Although the Hyper-CVAD treatment was long and tough in the end it was success in sending Chris’s CML into remission.

Chris continued to stay in remission until 2015 when he started to notice his body to flare up again. This time there was an issue with his colon. He urged his doctor to organise a colonoscopy which showed that his Lymphoma had returned.

Since his body had already undergone the most intense chemotherapy regimen possible, his haematologist said there was nothing more that could be done. Coincidently, his doctor knew of a clinical trial that was available for patients that had a recurrence of their Mantle Cell Lymphoma.

It was then when Chris met Professor and Disease Group Lead at Peter Mac Constantine Tam and was put on the AIM study. The AIM study was designed and conducted by Prof Tam. Instead of intense chemotherapy, this study combined two highly effective oral targeted drugs called Ibrutinib and Venetoclax.

These drugs also led Chris to deal with some side effects. ‘I was fairly nauseous and had thin blood. Any sort of scratch would make me bleed easily.’

The side effects were a small price to pay for the result that Chris had with this new treatment. ‘I was absolutely blown away,’ said Chris. After two months of starting the drugs Chris went in for another Colonoscopy which showed no signs of Lymphoma. ‘I could not believe the effect those pills had on my tumors, it was unbelievable.’

Prof Tam said that after four months of the oral tablets Chris was in such a deep remission that their most sensitive test which is capable of finding one cancer cell in 100,000 normal cells even came back negative.

Chris’s cancer continued to stay in remission, and after a year and a half of taking the oral drugs he was able to stop oral treatment as Prof Tam and his team could not find any cancer cells in his body.
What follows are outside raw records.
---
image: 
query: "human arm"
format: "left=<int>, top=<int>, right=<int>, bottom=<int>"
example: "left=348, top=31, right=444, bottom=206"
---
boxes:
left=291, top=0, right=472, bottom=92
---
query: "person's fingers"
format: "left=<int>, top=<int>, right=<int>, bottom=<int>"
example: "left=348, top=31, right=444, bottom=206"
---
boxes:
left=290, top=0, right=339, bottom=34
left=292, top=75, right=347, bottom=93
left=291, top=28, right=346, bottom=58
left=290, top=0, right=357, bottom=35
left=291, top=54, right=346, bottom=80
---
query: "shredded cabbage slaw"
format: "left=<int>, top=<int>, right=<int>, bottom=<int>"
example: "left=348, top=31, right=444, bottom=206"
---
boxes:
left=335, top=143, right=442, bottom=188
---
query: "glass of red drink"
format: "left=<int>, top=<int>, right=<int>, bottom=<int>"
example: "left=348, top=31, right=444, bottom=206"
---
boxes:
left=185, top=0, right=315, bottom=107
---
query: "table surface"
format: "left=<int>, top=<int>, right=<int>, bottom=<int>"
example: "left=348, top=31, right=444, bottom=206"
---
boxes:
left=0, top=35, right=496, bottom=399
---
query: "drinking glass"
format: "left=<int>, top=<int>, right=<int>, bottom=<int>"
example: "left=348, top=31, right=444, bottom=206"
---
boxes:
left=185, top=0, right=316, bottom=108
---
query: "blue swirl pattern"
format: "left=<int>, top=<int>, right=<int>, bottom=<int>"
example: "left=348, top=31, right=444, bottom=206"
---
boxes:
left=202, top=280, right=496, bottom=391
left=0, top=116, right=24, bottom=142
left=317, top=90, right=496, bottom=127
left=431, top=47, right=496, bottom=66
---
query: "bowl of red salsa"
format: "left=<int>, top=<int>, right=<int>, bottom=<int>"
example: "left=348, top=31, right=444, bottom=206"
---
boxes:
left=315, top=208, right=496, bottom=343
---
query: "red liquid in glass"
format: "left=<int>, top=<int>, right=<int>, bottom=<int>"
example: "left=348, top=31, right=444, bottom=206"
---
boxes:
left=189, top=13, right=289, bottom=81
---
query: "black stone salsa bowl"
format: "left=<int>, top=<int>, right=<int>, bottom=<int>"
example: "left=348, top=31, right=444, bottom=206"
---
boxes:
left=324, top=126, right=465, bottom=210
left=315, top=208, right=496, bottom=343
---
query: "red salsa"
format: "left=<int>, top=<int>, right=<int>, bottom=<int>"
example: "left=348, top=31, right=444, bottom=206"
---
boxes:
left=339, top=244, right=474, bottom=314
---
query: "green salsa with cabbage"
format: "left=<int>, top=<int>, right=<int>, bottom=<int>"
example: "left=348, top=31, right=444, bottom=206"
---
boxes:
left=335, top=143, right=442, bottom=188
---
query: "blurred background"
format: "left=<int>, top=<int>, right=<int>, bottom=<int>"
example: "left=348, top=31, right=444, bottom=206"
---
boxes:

More than 2.5 years after stopping all treatment, Chris remains free of cancer even on the most sensitive tests.

This sort of result helped to get the AIM study published in the New England Journal of Medicine in 2018. Additionally, Prof Tam’s team was able to discover a groundbreaking finding that got published in Nature Medicine. This finding revealed a new way in which cancer resists chemotherapy.

Prof Tam said through this they were able to discover how to overcome resistance in the few patients who didn’t respond to the study, which led to the Australian Government to fund the follow-up study, AIM2. At the moment is currently being designed by Prof Tam.

It is due to patients like Chris who are brave enough to enroll in clinical trials that doctors like Prof Tam are able to make advancements in medicine. ‘When I was taking Con’s drugs all I could think about was how these drugs are going to affect so many people,’ said Chris.

Chris suggests to others that clinical trials should definitely be considered for those who might be at the end of the road with other treatments. ‘My sincerest advice is to enroll in a clinical program such as Con’s,’ said Chris. ‘I would not be alive today if it wasn’t for Con and the clinical trial.’